Oops. Bad choice of keyword. The word hacker is ambiguous. Computer people use it as a complement to a creative programmer; the public uses it to describe a skunk that breaks into computers. My search turned up lots of the former usage and not many of the latter.
A few useful notes turned up, though. A guy in Toronto reported that his computer had been attacked by a group from Germany. They called themselves the Chaos Computer Club and seemed to be technocratic vandals. Another note talked about hackers in Finland trying to extort money from a corporation by holding their computers hostage. A third mentioned that a hacker in London ran a credit card scam, where he sold credit card information over the telephone lines.
None of these seemed to describe what my hacker was doing. Nor was it much comfort to realize that others face similar varmints.
I walked out on the roof of the building and looked out over the bay. Below me, Berkeley and Oakland. Across the water, San Francisco and the Golden Gate Bridge. For all I knew, someone within a few blocks was playing an elaborate practical joke on me. I was fiddling with my secret decoder ring when my beeper went off. Three dots. Sventek again, and on my Unix machine.
I ran down the staircase and into the switchyard. The hacker was just logging in. Quickly I called Ron Vivier at Tymnet. No answer. Of course, dummy, it’s a Saturday. Another call to his home. A woman answered.
“I need to talk to Ron right away. He’s got to make a panic network trac
e right now.” I was out of breath and panting.
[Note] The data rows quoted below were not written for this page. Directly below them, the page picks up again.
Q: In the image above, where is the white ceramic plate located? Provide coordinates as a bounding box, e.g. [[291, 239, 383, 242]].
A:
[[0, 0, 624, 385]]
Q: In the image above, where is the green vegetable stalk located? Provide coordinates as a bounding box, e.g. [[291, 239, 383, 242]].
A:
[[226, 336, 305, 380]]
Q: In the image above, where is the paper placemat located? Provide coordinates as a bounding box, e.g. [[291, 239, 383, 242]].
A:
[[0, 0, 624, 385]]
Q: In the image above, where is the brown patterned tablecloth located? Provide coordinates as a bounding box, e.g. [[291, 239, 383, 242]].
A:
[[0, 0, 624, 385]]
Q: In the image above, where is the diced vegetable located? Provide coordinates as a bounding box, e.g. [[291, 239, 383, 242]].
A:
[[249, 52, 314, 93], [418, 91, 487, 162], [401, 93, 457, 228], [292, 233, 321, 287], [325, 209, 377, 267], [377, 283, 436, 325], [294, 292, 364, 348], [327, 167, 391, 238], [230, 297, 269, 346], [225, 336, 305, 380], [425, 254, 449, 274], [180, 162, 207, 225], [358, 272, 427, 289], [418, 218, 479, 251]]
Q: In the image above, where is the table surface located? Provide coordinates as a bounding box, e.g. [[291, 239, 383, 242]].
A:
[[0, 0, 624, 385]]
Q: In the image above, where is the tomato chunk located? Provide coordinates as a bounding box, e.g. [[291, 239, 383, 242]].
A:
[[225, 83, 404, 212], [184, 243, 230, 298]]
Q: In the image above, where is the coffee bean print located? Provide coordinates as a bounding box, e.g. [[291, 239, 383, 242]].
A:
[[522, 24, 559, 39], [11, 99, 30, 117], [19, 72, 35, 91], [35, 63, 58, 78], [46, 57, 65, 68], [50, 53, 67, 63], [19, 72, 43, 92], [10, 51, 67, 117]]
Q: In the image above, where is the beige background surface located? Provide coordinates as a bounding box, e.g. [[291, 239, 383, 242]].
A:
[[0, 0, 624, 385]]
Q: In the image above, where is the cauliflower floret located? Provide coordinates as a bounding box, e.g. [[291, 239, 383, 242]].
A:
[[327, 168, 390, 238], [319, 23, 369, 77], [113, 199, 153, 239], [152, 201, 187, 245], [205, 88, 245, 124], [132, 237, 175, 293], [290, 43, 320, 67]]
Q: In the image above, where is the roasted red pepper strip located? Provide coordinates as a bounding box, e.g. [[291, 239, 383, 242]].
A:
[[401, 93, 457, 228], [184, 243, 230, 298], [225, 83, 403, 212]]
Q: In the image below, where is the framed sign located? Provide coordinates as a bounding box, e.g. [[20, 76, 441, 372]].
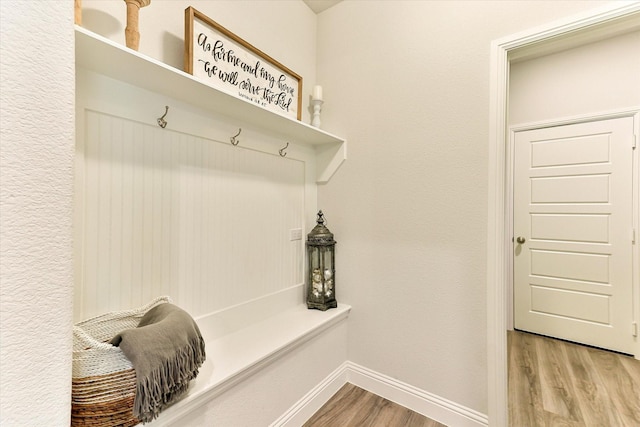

Five flights of stairs.
She was taken aback. “He’s in the yard washing the van. I’ll get him.” A few centuries later, Ron showed up. There were a couple kids screaming in the background.
“I’ve got a live one for you,” I gasped. “Just trace my port 14.”
“Right. It’ll take a minute. Good thing I’ve got two phone lines here.” I hadn’t realized that he didn’t have a whole switchboard at his fingertips. He must be dialing into his computer.
Another couple eons passed, and Ron came back on the line. “Hey Cliff, are you certain that it’s the same guy?”
I watched him searching for the word SDI on our computer. “Yes, it’s him.” I was still wheezing.
“He’s coming in from a gateway that I’ve never heard of. I’m locked onto his network address, so it doesn’t matter if he hangs up. But the guy’s coming from somewhere strange.”
“Where’s that?”
“I don’t know. It’s Tymnet node 3513, which is a strange one. I’ll have to look it up in our directory.” In the background, Ron’s keyboard clicked. “Here it is. That node connects to ITT node DNIC 3106. He’s coming from the ITT IRC.”
“Huh? What’s that mean to me?” His ante was beyond my purse.
“Oh, I’m sorry,” Ron said. “I keep thinking that I’m talking to another Tymnet guy. Your hacker is coming from outside the Tymnet system. He’s entering Tymnet from a communications line operated by the International Telephone and Telegraph company.”
“So what?”
“Tymnet moves data between countries using the IRCs. Once, international agreements forced us to use IRCs, now we choose the cheapest carrier around. The IRCs are the go-betweens that link countries together.”
“Are you saying that the hacker is coming from abroad?”
“No doubt. ITT takes a Westar downlink.…” Ron spoke quickly and used plenty of acronyms.